秘书战战兢兢的看着他阴沉不定的样子,又看看桌上的文件,终于小声说:
“裴总,名字要签自己的才有效。”
低头看去,发现文件上要签字的那一栏,赵玲二字跃然纸上,正嘲笑他的无知愚蠢。
一怒之下将面前这沓文件撕了个粉碎,还尤不解气,干脆又把废纸扔进垃圾桶,抬起脚狠狠地踩,似乎如此,就能把赵玲两个字从心里抹去。
裴简之这三个字从没在她的朋友圈出现过,和他相关的大多都是“今天和好友一起吃饭,餐厅十分不错~”这类不具名的又没什么趣味的东西。
秘书已经不知所措的看着莫名盛怒的总裁,这时,他深深喘了两口气,转过身平复了一下错路的呼吸,如往常一般道:
“你去把文件再打一份。”
“好,好的。”
秘书维诺着走出了办公室,又是一片寂静,裴简之低头看着垃圾桶里废纸上依稀看见的字迹,忽然自嘲般笑了。
这就是喜欢,会患得患失,为她笑为她忧,为她一个邮件请柬心中百转千回,却难出声只问一句。事已至此,七天不见竟分外想念,想知道她出差是否顺利,胃病有无复发。
电话响起来,那个铃声让他修眉一展,接起时似乎放下了自己这段日子对她无来由的怨恨——他怨恨她那种光风霁月的样子,他怨恨她不喜欢自己,怨恨她出门几日都不曾与他这个好友报备行程。
接起电话时,他发现自己竟然那么欢喜,他问:
“赵玲?”
“先生您好,我是B市中心医院的护士长,患者车祸昏迷,昏迷前强烈要求不许通过电话通知父母,患者通讯录中您的通话次数最多,所以……”

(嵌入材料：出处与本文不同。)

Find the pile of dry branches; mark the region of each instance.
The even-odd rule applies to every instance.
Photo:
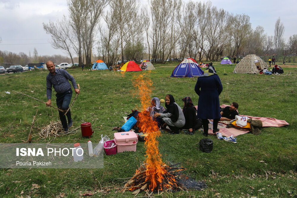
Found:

裴简之的耳朵自从听到车祸昏迷四个字便一片嗡鸣,再难听懂给他打电话的这个护士后面还说了什么。
更可怕的是,如今他忧心忡忡的,无非是她的健康与安全,他生出荒谬的想法——只要她还快快乐乐的活着,那么嫁给谁又有何区别呢?
在生死关头,他唯一期望的,是她活下来。
他问,“情况怎么样?”
护士大致叙述了一下状况,他又问了病房,随后宣布今晚行程取消,便定了去B市最早的机票。
纵然是恨不得飞奔,到医院的时候也是深夜了,她乘坐的观光游览车出了车祸,车上众人都有不同程度的受伤,好在游览车速度并不快,故而没出人命。
她的病房是双人间,另一张床空着,所以只有她一个,此刻,经常活蹦乱跳的姑娘闭目躺在床上,腿上尚且打着石膏,头也被绷带覆住,脸色苍白,睡梦中还紧紧皱眉。
可是这一刻,见她生命无虞,他的内心从未有过得安定,安定过后又是欣喜的——今天是四月十号,她受了伤,十七号的订婚仪式应该只能取消了吧。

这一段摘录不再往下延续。